U.S. benchmark, West Texas Intermediate (WTI), exploded 20.6%, or $4.15, to trade at $24.78 per barrel, and is continuing to climb higher as of nearly 1 pm EST. The June contract rallied over 3% on Monday to close above $20 for the first time since mid-April, as it heads for its fifth-straight day of gains. Brent crude also made sizable gains, trading 12.4% higher at $30.57 per barrel, and is also targeting its fifth-consecutive positive session.

Analysts are elated by the move, heralding a bottom for demand, and looking for the oil market to continue to strengthen.

“One thing is clear, the demand bottom is behind us, and this is manifesting in oil prices which are on the rise,” said Per Magnus Nysveen, Rystad Energy’s head of analysis. The “key reason behind the price strengthening is regional traffic data, which indicates the demand bottom is behind us,” he added.

President Trump, who had claimed production cuts and an agreement between OPEC+ members would drive oil higher a short time before oil prices went negative for the first time in history, commented on the explosion in prices Tuesday, writing “Oil prices moving up nicely as demand begins again!” in a tweet.

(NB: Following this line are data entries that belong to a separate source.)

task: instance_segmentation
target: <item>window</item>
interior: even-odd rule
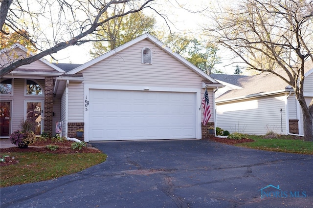
[[[147,47],[142,48],[141,57],[142,63],[152,64],[152,55],[150,48]]]
[[[43,95],[43,90],[39,84],[30,80],[26,81],[26,94]]]
[[[1,81],[0,93],[11,95],[12,94],[12,80],[8,79]]]

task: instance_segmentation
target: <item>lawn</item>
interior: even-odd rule
[[[81,171],[106,160],[102,153],[55,154],[41,152],[6,152],[18,161],[0,170],[0,187],[53,179]]]
[[[264,150],[313,154],[313,142],[304,142],[301,139],[295,139],[292,136],[284,135],[268,139],[257,135],[247,135],[247,137],[255,142],[238,144],[236,146]]]

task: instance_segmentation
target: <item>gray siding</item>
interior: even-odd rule
[[[68,122],[84,122],[84,84],[70,81],[68,87]]]
[[[25,80],[23,79],[14,79],[13,83],[13,95],[1,95],[1,101],[11,101],[12,108],[11,110],[12,123],[11,132],[19,129],[21,120],[25,117],[25,101],[42,101],[44,105],[45,98],[44,95],[25,95]],[[43,80],[34,80],[38,83],[43,90],[45,87],[45,81]],[[44,115],[45,112],[44,112]],[[43,120],[43,122],[44,120]],[[44,125],[43,124],[42,125]]]
[[[63,122],[62,126],[62,135],[67,136],[65,135],[66,126],[67,125],[66,120],[66,91],[65,89],[61,99],[61,109],[60,109],[60,118],[61,121]]]

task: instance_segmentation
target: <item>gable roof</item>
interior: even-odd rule
[[[10,48],[4,48],[3,49],[0,50],[0,54],[2,53],[6,53],[9,51],[13,50],[16,49],[19,49],[25,52],[27,52],[27,49],[23,45],[21,45],[20,43],[15,43],[12,45],[11,47],[10,47]],[[35,55],[33,53],[31,52],[28,52],[28,53],[29,53],[31,56],[34,56]],[[59,72],[59,73],[57,73],[57,75],[60,75],[65,72],[65,71],[63,69],[61,69],[60,68],[58,67],[57,66],[53,64],[52,63],[47,61],[47,60],[46,60],[44,58],[40,59],[38,61],[40,61],[43,63],[46,64],[47,65],[50,66],[51,68],[52,68],[52,70],[56,71],[56,72]],[[20,66],[20,67],[21,66]],[[15,71],[16,72],[18,72],[19,74],[22,74],[22,71],[26,72],[34,72],[34,71],[31,71],[29,70],[26,70],[26,69],[19,69],[18,68],[17,68],[15,70],[13,70],[12,72],[11,72],[11,73],[12,72],[14,73],[14,71]],[[40,72],[39,73],[41,73],[41,72]]]
[[[129,47],[143,40],[148,40],[150,41],[153,42],[155,45],[159,46],[160,48],[162,48],[163,50],[166,52],[168,54],[174,57],[175,59],[180,62],[184,65],[188,67],[190,69],[193,70],[195,72],[196,72],[198,75],[200,75],[201,77],[204,79],[206,80],[208,80],[213,83],[217,84],[221,84],[214,79],[210,77],[207,74],[205,74],[202,70],[199,69],[195,65],[192,64],[189,62],[187,61],[186,59],[183,58],[182,56],[179,55],[179,54],[173,52],[169,47],[165,46],[163,43],[158,41],[157,39],[151,35],[149,33],[146,33],[130,42],[121,45],[120,46],[112,50],[107,53],[105,53],[99,57],[97,57],[87,63],[78,66],[78,67],[69,71],[66,73],[66,75],[72,75],[75,74],[76,73],[79,72],[80,71],[86,69],[86,68],[93,65],[105,59],[108,58],[108,57],[111,57],[111,56],[113,56],[116,53],[118,53],[120,51],[121,51],[125,49],[128,48]]]
[[[277,70],[280,70],[279,69]],[[307,62],[305,76],[313,73],[312,62]],[[238,75],[236,75],[238,76]],[[214,77],[214,76],[213,76]],[[219,78],[223,78],[221,77]],[[242,88],[228,90],[216,99],[217,102],[247,98],[267,94],[293,91],[292,88],[282,79],[269,72],[239,78],[237,77],[236,85],[242,86]],[[227,82],[226,80],[218,80]],[[234,80],[236,79],[234,78]]]
[[[78,66],[81,66],[82,64],[80,63],[52,63],[53,64],[58,66],[59,68],[68,72],[69,71],[74,69]]]

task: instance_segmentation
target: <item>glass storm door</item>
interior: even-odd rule
[[[43,113],[43,102],[27,102],[26,119],[34,124],[34,133],[36,135],[40,135],[43,127],[42,117]]]
[[[11,103],[1,101],[0,104],[0,136],[7,137],[10,134]]]

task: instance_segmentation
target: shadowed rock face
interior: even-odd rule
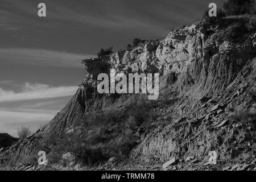
[[[90,104],[101,97],[97,93],[98,74],[109,74],[110,68],[118,73],[159,73],[160,89],[168,88],[180,98],[172,106],[163,106],[161,122],[140,135],[141,143],[132,156],[149,160],[154,156],[204,158],[212,150],[218,150],[221,159],[237,156],[232,141],[243,144],[240,138],[255,138],[255,131],[243,132],[230,121],[223,123],[224,114],[238,105],[250,107],[252,104],[246,90],[255,86],[255,31],[238,42],[227,38],[228,27],[212,30],[209,35],[202,27],[201,23],[197,23],[171,32],[161,41],[148,42],[102,59],[84,60],[85,77],[67,106],[45,128],[13,146],[0,159],[20,162],[44,147],[46,132],[61,133],[79,123]],[[240,94],[232,96],[237,90]],[[204,96],[208,98],[205,103],[200,101]]]

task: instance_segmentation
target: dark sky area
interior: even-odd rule
[[[163,39],[224,0],[0,0],[0,133],[35,131],[82,81],[81,61],[133,39]],[[38,5],[47,17],[38,16]]]

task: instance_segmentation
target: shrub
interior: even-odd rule
[[[100,59],[102,58],[102,57],[108,55],[113,52],[113,47],[110,47],[106,49],[102,48],[97,54],[98,57]]]
[[[18,129],[18,136],[20,140],[23,140],[29,136],[31,134],[28,127],[21,126]]]
[[[141,39],[139,38],[135,38],[133,42],[133,47],[137,47],[138,46],[144,44],[146,40],[141,40]]]
[[[147,119],[150,119],[153,113],[151,112],[152,105],[150,101],[144,97],[133,97],[126,106],[125,110],[129,118],[133,118],[137,126],[139,126]]]
[[[228,15],[239,15],[254,14],[254,0],[228,0],[223,7]]]

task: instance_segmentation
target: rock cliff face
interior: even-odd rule
[[[223,27],[210,30],[198,22],[171,32],[164,40],[149,41],[101,60],[84,60],[85,77],[65,108],[46,127],[13,146],[0,159],[20,162],[44,147],[46,132],[61,133],[79,125],[95,98],[102,97],[97,92],[98,75],[109,73],[110,68],[118,73],[159,73],[160,94],[168,90],[170,99],[175,101],[162,105],[152,127],[139,135],[133,158],[153,163],[171,156],[205,161],[209,151],[215,150],[221,161],[255,158],[255,118],[244,123],[227,115],[237,110],[254,113],[256,109],[249,93],[255,88],[256,30],[235,34],[241,23],[249,26],[249,20],[229,19]]]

Crude oil ETFs are beneficiaries of the move higher in the commodity also. The Invesco DB Oil Fund (DBO) is up over 4%, the United States Oil Fund LP (USO) has rallied more than 9.5%, while leveraged fund, ProShares Ultra Bloomberg Crude Oil (UCO) shot up 13% so far on Tuesday.

Damaged Demand

Consumers have been largely confined to their homes with shelter-in-place orders throughout much of the country in an attempt to stem the spread of the coronavirus pandemic, which has damaged demand for gasoline and oil. But with many states now exploring plans to reopen their territories, investors and analysts are enthusiastic that a recovery in oil will occur, as consumers move toward potential normalcy.

“The reopening of economies has injected a degree of cautious optimism back into an oil market that plunged to historic lows only weeks ago,” RBC analyst Michael Tran said in a note to clients Tuesday.

“There’s reason to believe the worst of the demand destruction is behind us. Commentary from multiple companies pointed to an improvement in US demand at the end of April, particularly for gasoline,” added Stacey Morris, director of research at Alerian.